It is a privilege to see a man and woman stand together to make life-shaping promises to last a lifetime.
What is at the core of this solemn wedding event? It is not the minister’s sermon, the special setting, the music chosen, or even the wedding couple’s attire. It is the vows they declare to each other before God, in the presence of witnesses.
Contemporary couples have access to a variety of wedding rituals. Some are rich in history, some quite modern. Some are creations of the bride and groom themselves, and some may even be borrowed from bridal magazines.
For comparison, here’s a look at the seven vows of the historic wedding service in the Anglican Book of Common Prayer. They were first published in the Prayer Book in 1562, and they remain in use, having survived 500 years of testing. They cover timeless issues forthrightly and do so with an economy of words.
1. I take you to be my wife/husband
First there is the public declaration of intention.
2. To have and to hold from this day forward…
This vow alludes to the physical intimacy their wedded life will make honorable; with God’s blessing, “they two shall be one flesh.”
3. For better, for worse
This vow pledges that no matter what surprises come to brighten or test their union they will be careful to honor their vows and affirm their bond.
4. For richer, for poorer
By this vow the two promise to stand solidly together whether their marriage is blessed with ample material resources or burdened by the limitations of poverty. Committed marriages can survive either circumstance.

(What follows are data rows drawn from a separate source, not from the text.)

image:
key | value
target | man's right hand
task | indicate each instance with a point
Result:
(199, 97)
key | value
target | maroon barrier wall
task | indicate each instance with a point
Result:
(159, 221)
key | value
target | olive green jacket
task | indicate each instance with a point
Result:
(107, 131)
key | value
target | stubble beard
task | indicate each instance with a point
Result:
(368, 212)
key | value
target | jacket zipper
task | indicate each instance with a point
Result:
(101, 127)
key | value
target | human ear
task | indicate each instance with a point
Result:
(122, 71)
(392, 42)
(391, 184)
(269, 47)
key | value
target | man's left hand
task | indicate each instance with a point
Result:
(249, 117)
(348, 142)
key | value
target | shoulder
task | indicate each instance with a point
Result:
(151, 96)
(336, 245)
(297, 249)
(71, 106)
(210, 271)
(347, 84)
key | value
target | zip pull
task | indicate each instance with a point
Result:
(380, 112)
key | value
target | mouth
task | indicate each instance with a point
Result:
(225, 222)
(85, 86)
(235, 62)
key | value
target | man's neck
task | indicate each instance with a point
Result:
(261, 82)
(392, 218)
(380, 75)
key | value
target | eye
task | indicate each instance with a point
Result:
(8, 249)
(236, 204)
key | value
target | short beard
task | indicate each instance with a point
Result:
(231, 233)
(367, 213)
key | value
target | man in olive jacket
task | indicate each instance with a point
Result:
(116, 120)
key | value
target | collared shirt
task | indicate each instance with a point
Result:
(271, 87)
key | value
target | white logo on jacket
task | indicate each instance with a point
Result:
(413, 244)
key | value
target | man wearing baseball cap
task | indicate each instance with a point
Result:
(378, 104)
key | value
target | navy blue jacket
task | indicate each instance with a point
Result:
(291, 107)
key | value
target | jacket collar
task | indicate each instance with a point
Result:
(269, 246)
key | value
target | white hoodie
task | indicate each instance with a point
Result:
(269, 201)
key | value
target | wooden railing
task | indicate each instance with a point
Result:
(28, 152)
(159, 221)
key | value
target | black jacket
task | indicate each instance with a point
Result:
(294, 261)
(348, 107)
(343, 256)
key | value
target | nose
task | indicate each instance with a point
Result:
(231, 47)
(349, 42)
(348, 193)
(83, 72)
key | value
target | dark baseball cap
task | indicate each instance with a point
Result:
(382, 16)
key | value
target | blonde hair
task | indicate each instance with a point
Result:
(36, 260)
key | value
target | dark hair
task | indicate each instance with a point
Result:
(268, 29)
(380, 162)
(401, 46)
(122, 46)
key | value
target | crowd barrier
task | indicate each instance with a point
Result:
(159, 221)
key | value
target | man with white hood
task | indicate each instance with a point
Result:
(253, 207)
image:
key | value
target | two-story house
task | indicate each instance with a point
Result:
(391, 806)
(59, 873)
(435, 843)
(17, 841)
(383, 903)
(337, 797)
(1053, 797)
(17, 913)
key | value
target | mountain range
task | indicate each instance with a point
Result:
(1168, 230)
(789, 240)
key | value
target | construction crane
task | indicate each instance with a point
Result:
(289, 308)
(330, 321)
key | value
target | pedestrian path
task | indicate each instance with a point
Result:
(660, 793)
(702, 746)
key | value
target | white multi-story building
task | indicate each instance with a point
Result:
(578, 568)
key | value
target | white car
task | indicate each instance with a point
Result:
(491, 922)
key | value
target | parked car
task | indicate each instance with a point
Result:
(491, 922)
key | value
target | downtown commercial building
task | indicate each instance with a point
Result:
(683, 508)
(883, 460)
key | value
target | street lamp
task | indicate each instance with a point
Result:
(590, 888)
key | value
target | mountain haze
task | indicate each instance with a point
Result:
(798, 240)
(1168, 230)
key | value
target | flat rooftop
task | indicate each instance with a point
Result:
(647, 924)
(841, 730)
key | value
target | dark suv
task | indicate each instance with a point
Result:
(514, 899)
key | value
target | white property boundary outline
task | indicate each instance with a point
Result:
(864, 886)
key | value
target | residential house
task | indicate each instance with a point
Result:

5. In sickness and in health
Few marriages are shielded from the attack of health setbacks during a lifetime together, some being life-threatening and others shorter and less ominous. In this part of the vows the couple pledges loyalty to each other no matter the personal cost.
6. To love and to cherish
These gentle words call for attention to the tender side of the relationship — the unexpected embraces, the words of admiration, the notes on the pillow. Such attention should spring forth often in gentle and loving ways — a big factor in the development of a healthy, fulfilling marriage.
7. Till death do us part
The mention of death may seem out of place where every part of the event sparkles with energy and life. However, this vow enfolds and enriches the marriage with an element of human realism.
To conclude and seal the vows each partner must declare, “In the presence of God I make these vows.”
This portion of the wedding ends with the minister’s declaration that the seven vows are consistent with God’s holy law (Genesis 1:27; Romans 7:1-3). The Scriptures undergird the vows as authentic.
The minister then introduces the couple as husband and wife, and the congregation typically expresses its joy. By these seven vows their lives are changed forever!
Our morally confused world may respond to such elevated pledges with cynicism. They may say no one can keep such vows.
It is true that they will need God’s grace and have many occasions to reaffirm their love and to seek or give forgiveness. The stronger the commitment to their vows made at the altar, the more fulfilling the marriage. And the stronger the blessing they will bring to the next generation of their own family — and to society at large.